Eine Kriegssonate voller Ironie und Spott
Kommen wir zu
Sergei Prokofjews Kriegssonate in B-Dur op.83 Nr. 7 (1942/43). Diese Sonate,
das sei vorab bemerkt, ist 1943 von Swjatoslaw Richter in Moskau uraufgeführt
worden und bekam zu Stalins 60. Geburtstag den Stalinpreis verliehen. Ebenfalls
gehört sie in die Trilogie der Kriegssonaten, Nr. 6, 7 und 8, die alle in der für
die Sowjetunion schlimmsten Zeit des 2. Weltkrieges aus der Hand Prokofjews
geboren wurden. Worum geht es in dieser Sonate?
Prokofjew wird allgemein
unterstellt, diese Sonaten seien eine ironische Antwort auf Stalins
Allmachtsgebaren. Tatsächlich aber litt das russische Volk entsetzlich unter
den Kriegsfolgen, die die deutsche Armee über das Land gebracht hatte, und die
russische Armee war gerade dabei, zu retten was verloren schien. Zudem war Prokofjew
im Gegensatz zu Schostakowitsch kein Kritiker Stalins, sondern eher sein
politscher und kultureller Begleiter.
Martialisch, Inniglich und Perkussiv
Der erste Satz
mit der Bezeichnung Allegro inquieto, ist extrem nervös und
aufreizend spannend gehalten. Zwar steht das Stück in B-Dur, nur kommt diese
Tonart eigentlich nicht vor. Auch benutzt Prokofjew die Sonatenform, die
ebenfalls kaum noch zu erkennen ist. Alles scheint sich aufzulösen. Spott und Ironie
beherrschen das musikalische Geschehen. Extreme Lautstärke, marschähnliche
Passagen und dissonante Skalen durchziehen diesen höchst anspruchsvollen Satz,
der sich dann in ein Andante caloroso wandelt. Innig, ja sentimental
soll dieser Satz sein. Zunächst ist er gespickt mit Duodezimen, die wie Blue Notes
daherkommen. Alles scheint im Lot zu sein. Man hört die Vöglein singen und ist
in die Welt der Schumannschen und Schubertschen Romantik versetzt. Doch das in
ein Trugbild. Sehr schnell zerfällt alles in eine unbestimmte Chromatik und
endet in einer Bordun-begleiteten von Glockenklängen durchzogenen Schlusssequenz.

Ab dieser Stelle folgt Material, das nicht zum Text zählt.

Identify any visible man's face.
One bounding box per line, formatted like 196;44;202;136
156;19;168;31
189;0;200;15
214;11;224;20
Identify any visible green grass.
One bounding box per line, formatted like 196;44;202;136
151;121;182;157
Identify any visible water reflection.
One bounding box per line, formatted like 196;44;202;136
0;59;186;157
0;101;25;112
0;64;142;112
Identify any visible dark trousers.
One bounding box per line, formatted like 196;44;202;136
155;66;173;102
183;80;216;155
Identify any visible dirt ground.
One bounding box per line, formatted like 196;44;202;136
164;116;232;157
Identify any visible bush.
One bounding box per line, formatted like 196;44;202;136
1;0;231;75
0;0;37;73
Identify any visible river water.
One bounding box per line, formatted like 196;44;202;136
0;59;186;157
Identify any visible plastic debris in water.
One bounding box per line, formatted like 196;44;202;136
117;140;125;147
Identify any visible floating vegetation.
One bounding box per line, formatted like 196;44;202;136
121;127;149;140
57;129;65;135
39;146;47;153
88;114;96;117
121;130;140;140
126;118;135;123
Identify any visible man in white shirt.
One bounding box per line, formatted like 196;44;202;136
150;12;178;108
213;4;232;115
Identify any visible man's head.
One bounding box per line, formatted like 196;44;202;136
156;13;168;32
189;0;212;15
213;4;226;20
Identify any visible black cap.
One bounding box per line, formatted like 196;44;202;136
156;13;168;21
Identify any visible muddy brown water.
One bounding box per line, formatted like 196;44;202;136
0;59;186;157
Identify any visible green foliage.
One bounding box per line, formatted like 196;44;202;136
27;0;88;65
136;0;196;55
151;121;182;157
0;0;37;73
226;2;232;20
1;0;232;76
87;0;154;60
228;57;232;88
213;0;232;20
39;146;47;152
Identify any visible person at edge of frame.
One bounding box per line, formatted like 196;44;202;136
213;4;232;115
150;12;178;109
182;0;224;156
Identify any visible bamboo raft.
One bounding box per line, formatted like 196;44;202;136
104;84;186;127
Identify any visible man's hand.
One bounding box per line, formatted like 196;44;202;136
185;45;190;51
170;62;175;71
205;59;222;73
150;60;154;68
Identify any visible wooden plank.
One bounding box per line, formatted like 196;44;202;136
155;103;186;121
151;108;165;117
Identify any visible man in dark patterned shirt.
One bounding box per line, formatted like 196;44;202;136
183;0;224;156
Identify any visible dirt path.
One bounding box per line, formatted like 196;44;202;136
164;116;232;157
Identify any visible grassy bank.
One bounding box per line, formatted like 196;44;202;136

Der dritte Satz, das Precipitato (Niederschlag), knüpft zunächst an das Allegro des ersten Satzes an, setzt sich aber zugleich in einer von heftigen Repetitionen durchzogenen Toccata fort. Eine Oktavkaskade zum Abschluss fordert noch einmal die höchst anspruchsvolle Technik des Pianisten, die er mit unfassbarer Brillanz meistert. Seine Hände werden zu Schlegeln und das Klavier zu einem Schlagwerk. Ein perkussiver Schluss, der nicht mehr unterschieden lässt, ob man sich auf einem Schlachtfeld befindet oder auf einer Solovorstellung eines Martin Grubinger. Ja, Lukas Sternrath könnte durchaus auch Teil seiner Perkussionstruppe the percussive planet ensemble sein.
Lukas Sternrath (Foto: Aaron Bunker) |
Tastenzauber und perkussive Qualitäten
Spaß beiseite.
Was Lukas Sternrath auf die Tasten zauberte war schon phänomenal und
gehört zum Besten seines Genres. Herzlicher Beifall war ihm sicher. Eine
improvisatorische Zugabe eines Arrangements von Bill Evans Peace Piece
und ein Intermezzo aus Brahms´ op. 117 entließ den äußerst sympathischen jungen
Mann von der Bühne. Man möchte ihn ins Herz schließen und hofft auf ein
Wiedersehen im nächsten Jahr auf dem RMF.